Harga batik dan tekstil relatif murah bila dibandingkan dengan
harga di toko atau mall, karena pajak yang rendah. Beragam corak batik
yang indah dan mengesankan memberi kemungkinan kepada pembeli untuk
memilih dengan harga terjangkau. Helain kain, selendang, hem, rok,
sprei, sarung bantal. Tak jauh dari tempat penjualan batik, tampak
pedagang menawarkan buah-buahan, makanan kering khas Yogya. Seorang yang
semula hanya berniat melihat-lihat, tanpa niat membeli akhirnya
perpancing juga untuk berbelanja, karena motif batik yang indah. Di
Lantai atas tersedia aneka kebutuhan hidup yang telah ditata sedemikian
rupa, sehingga pengunjung bisa menentukan langkah, kemana hendak menuju
dengan menghemat waktu dan tenaga. Segala kebutuhan hidup seakan
tersedia di tempat ini, pasar yag terletak di jantung kota, satu
rangkaian simbolis dengan filosofi Kraton Yogya.
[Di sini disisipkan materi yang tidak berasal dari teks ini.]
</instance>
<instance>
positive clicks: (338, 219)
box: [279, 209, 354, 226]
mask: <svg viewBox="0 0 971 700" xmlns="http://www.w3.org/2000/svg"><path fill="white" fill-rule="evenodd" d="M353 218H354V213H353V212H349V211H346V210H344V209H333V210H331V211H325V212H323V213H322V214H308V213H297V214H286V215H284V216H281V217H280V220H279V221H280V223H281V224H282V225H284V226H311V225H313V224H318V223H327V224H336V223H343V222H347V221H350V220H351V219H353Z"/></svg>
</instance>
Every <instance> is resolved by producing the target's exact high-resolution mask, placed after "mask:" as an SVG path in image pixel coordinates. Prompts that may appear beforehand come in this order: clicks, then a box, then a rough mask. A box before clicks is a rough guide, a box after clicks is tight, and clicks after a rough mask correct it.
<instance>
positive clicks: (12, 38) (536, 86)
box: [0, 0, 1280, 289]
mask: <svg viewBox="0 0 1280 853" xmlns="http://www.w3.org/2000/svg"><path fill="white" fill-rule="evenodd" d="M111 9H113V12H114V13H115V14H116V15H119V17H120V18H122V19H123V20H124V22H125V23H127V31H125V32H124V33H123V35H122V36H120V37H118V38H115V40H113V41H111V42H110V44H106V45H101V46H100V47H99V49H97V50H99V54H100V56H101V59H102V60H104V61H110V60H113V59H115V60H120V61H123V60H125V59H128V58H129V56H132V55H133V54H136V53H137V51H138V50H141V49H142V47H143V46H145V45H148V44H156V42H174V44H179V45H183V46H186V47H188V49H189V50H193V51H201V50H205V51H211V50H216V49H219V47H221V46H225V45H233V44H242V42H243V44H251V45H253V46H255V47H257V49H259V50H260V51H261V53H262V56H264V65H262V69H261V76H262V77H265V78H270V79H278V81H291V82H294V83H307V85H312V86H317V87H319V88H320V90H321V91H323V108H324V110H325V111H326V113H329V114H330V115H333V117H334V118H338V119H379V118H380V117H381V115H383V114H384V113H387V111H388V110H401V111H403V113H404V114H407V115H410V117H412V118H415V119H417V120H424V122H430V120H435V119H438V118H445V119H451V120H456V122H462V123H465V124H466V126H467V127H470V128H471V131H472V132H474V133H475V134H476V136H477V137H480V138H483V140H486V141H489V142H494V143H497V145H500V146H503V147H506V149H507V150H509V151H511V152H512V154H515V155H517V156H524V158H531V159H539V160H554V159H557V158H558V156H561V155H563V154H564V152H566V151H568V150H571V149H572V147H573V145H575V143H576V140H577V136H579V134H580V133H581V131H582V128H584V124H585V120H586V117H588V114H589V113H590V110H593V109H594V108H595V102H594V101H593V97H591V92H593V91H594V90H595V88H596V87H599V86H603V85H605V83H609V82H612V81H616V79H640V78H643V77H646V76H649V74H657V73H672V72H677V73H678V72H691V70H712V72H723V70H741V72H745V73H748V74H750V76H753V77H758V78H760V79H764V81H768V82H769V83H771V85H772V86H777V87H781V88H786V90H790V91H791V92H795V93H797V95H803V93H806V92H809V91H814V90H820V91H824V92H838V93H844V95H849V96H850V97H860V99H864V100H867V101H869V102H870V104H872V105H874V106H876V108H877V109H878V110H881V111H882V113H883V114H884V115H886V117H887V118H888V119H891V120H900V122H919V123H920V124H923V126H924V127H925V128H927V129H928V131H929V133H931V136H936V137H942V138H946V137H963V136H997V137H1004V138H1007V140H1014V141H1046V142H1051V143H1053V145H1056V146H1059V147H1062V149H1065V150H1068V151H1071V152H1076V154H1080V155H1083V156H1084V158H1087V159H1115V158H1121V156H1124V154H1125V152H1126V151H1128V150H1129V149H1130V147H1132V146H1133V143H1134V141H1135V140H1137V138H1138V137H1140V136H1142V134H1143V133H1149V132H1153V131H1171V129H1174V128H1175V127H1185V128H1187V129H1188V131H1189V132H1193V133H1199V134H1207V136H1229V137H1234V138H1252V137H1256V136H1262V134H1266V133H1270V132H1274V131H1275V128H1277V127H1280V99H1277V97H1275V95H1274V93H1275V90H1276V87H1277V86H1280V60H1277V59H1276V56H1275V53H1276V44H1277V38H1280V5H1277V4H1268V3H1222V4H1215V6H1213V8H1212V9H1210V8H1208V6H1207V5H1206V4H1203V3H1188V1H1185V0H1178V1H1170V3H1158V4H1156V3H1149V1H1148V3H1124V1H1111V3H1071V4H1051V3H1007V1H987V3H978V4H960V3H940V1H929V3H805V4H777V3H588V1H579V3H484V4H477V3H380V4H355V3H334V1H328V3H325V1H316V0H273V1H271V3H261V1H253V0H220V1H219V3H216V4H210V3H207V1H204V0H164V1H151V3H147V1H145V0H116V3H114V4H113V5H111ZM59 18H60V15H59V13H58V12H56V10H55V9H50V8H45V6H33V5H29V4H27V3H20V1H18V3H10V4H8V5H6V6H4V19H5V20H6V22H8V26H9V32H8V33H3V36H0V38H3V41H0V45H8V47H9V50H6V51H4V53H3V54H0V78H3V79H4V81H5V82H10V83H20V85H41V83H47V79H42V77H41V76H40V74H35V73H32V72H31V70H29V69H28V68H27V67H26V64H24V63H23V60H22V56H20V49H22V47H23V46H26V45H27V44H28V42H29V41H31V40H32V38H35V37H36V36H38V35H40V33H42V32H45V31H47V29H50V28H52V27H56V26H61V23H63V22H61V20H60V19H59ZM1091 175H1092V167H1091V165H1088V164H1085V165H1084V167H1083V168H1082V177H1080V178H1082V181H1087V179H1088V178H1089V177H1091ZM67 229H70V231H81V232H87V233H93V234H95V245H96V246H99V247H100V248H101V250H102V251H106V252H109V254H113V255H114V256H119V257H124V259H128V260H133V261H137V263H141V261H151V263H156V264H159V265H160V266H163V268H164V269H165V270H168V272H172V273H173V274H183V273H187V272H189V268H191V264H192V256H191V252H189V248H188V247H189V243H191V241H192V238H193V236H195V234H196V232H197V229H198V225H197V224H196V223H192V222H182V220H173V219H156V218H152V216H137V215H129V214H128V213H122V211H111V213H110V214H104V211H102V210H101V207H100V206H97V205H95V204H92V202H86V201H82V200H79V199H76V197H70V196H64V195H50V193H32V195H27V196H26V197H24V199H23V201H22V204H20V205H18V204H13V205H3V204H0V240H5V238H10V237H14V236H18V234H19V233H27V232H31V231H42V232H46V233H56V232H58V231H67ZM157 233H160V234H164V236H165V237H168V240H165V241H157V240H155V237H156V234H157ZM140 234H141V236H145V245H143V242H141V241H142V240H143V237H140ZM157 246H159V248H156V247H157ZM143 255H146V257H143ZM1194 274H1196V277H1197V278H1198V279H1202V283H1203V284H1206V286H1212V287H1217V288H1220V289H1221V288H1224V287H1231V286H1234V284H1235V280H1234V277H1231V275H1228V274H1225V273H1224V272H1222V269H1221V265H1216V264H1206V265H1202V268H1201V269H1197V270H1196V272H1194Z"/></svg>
Keberadaan pasar bagian pilar dalam "catur tunggal", yakni
Keraton, Alun-Alun Utara, Pasar Beringharjo, dan Masjid Keraton. Catur
Tunggal adalah pola tata kerajaan yang sejak awal keberadaan keraton
telah digunakan untuk menjalankan roda kehidupan kerajaan. Beringharjo
menghidupi seisi kerajaan. Pasar Beringharjo didirikan pada tahun yang
sama saat pendirian kerajaan, tepatnya tahun 1758. Pasar Beringharjo
memiliki nilai sejarah tinggi bagi kerajaan kasultanan. Pasar ini
didirikan pada tahun yang sama saat pendirian kerajaan. Tepatnya tahun
1758.
Semula kawasan pasar hutan belantara yang, akan tetapi karena
posisi penataan pilar catur tunggal tersebut, maka dibuka hutan sebagai
lahan kepentingan roda perekonomian, fasilitas warga masyarakat
melakukan jual beli. Pohon beringin subur berdiri dengan daun yang
rindang meneduhi pedagang dan pembeli dalam melakukan transaksi. Tahun
1925, Sri Sultan HB IX membangun pasar menjadi bangunan permanen, bukan
sekedar transaksi dagang di bawah rindang pohon beringin. Saat
peresmian, Sri Sultan HB IX memberi nama "Pasar Beringharjo". "Bering"
berarti pohon beringin dan "harjo" berarti sejahtera. Adalah suatu
harapan, bahwa pohon beringin yang meneduhi penjual dan pembeli dalam
melakuka transaksi akan memberikan kesejahteraan dari tahun ke tahun
hingga beberapa kali dipugar dan akhirnya menjadi seperti sekarang ini.